To his son Edward he gives the succession of his realms of England and Ireland, the title of France and all his dominions, and also all his plate, household stuff, artillery, ordnance, ships, money and jewels, saving such portions as shall satisfy this Will; charging his said son to be ruled as regards marriage and all affairs by the aforesaid Councillors (names repeated) until he has completed his eighteenth year. And the following persons shall be of Council for the assistance of the foresaid Councillors when required, viz., the present earls of Arundel and Essex, Sir Thomas Cheney, treasurer of our Household, Sir John Gage, comptroller of our Household, Sir Anthony Wingfield, our vice-chamberlain, Sir William Petre, one of our two principal secretaries, Sir Richard Riche, Sir John Baker, Sir Ralph Sadleyr, Sir Thomas Seymour, Sir Richard Southwell, and Sir Edmond Peckham.
Mary and Elizabeth
Bequeaths to his daughters’, Mary and Elizabeth’s, marriages to any outward potentate, 10,000l. (fn. n3) each, in money, plate, etc., or more at his said executors’ discretion; and, meanwhile, from the hour of his death, each shall have 3,000l. (fn. n3) to live upon, at the ordering of ministers to be appointed by the foresaid Councillors.
The Queen his wife shall have 3,000l. (fn. n3) in plate, jewels and stuff, besides what she shall please to take of what she has already, and further receive in money l,000l. (fn. n3) besides the enjoyment of her jointure.
Executors, Councillors and Servants
For their kindness and good service his executors shall receive as follows, (fn. n4) viz.:—the Abp. of Canterbury 500 mks., Wriothesley, St.

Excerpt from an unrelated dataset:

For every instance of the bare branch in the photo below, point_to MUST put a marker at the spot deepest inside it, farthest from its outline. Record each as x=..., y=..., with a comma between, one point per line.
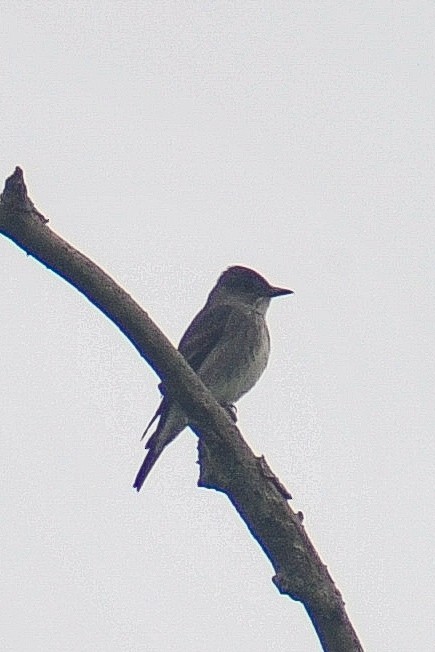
x=226, y=462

John, Russell, Hertford and Lisle, each 500l., Durham, Broun, Paget, Denny, Herberd, Montague, Bromley, North, Sir Edw. Wootton and Dr. Wootton, each 300l.

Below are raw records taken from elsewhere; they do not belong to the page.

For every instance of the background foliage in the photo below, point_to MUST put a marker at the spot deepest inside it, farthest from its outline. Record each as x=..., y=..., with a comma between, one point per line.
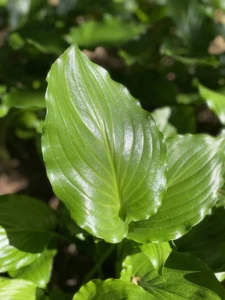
x=170, y=54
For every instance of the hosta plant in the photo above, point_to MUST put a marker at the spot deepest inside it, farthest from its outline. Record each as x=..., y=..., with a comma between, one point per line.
x=125, y=177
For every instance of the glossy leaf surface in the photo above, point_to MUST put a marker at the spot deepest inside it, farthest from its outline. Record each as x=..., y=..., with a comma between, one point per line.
x=104, y=155
x=26, y=226
x=22, y=99
x=184, y=277
x=195, y=175
x=112, y=289
x=39, y=271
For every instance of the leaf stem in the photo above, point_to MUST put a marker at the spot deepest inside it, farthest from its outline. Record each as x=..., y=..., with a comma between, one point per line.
x=98, y=265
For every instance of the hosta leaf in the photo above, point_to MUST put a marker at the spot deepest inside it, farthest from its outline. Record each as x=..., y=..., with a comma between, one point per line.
x=22, y=99
x=145, y=267
x=195, y=174
x=39, y=271
x=16, y=289
x=104, y=155
x=112, y=289
x=214, y=100
x=25, y=230
x=184, y=277
x=157, y=254
x=161, y=116
x=207, y=240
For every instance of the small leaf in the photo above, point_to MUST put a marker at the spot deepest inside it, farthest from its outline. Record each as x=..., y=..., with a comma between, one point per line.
x=207, y=240
x=195, y=175
x=39, y=271
x=16, y=289
x=110, y=31
x=214, y=100
x=26, y=226
x=112, y=289
x=157, y=254
x=146, y=265
x=184, y=277
x=104, y=155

In token of special love and favour, these Councillors and servants shall receive as follows, (fn. n5) viz.:—The earl of Essex, Sir Thomas Cheney, the Lord Herberd, Sir John Gage, Sir Thomas Seymour, John Gates (fn. n6) and Sir Thomas Darcy, each 200l., Sir Thomas Speke, Sir Philip Hobby, Sir Thomas Paston and Sir Maurice Barkeley, each 200 mks., Sir Ralph Sadleyr 200l., Sir Thomas Carden 200l., Sir Peter Meutes, Edward Bellingham, Thomas Audeley and Edmond Harman, each 200 marks, John Pen 100 marks, Henry Nevel, Symbarbe, ——Cooke, John Osburn and David Vincent, each 100l., James Rufforth, keeper of our house here, —— Cecil, yeoman of our Robes, —— Sternhold, groom of our Robes, each 100 mks., John Rouland, page of our Robes, 50l., the earl of Arundell, Lord Chamberlain, Sir Anthony Wingfeld, Sir Edm. Peckham, Sir Richard Riche, Sir John Bak[er] and Sir Richard Southwell, each 200l., Dr. Owen, Dr. Wendy and Dr. Cromer, each 100l., —— Alsopp, Patrick ——,——A[yliff],—— Ferrys, Henry——, and —— Hollande. each 100 mks., and the four gentlemen ushers of our Chamber, being daily waiters, 200l.
His executors may appoint legacies to other of his ordinary servants not here named.
Westminster Palace, 30 Dec. 1546, 38 Hen. VIII. Signed with the King‘s stamp (fn. n7) at beginningand end.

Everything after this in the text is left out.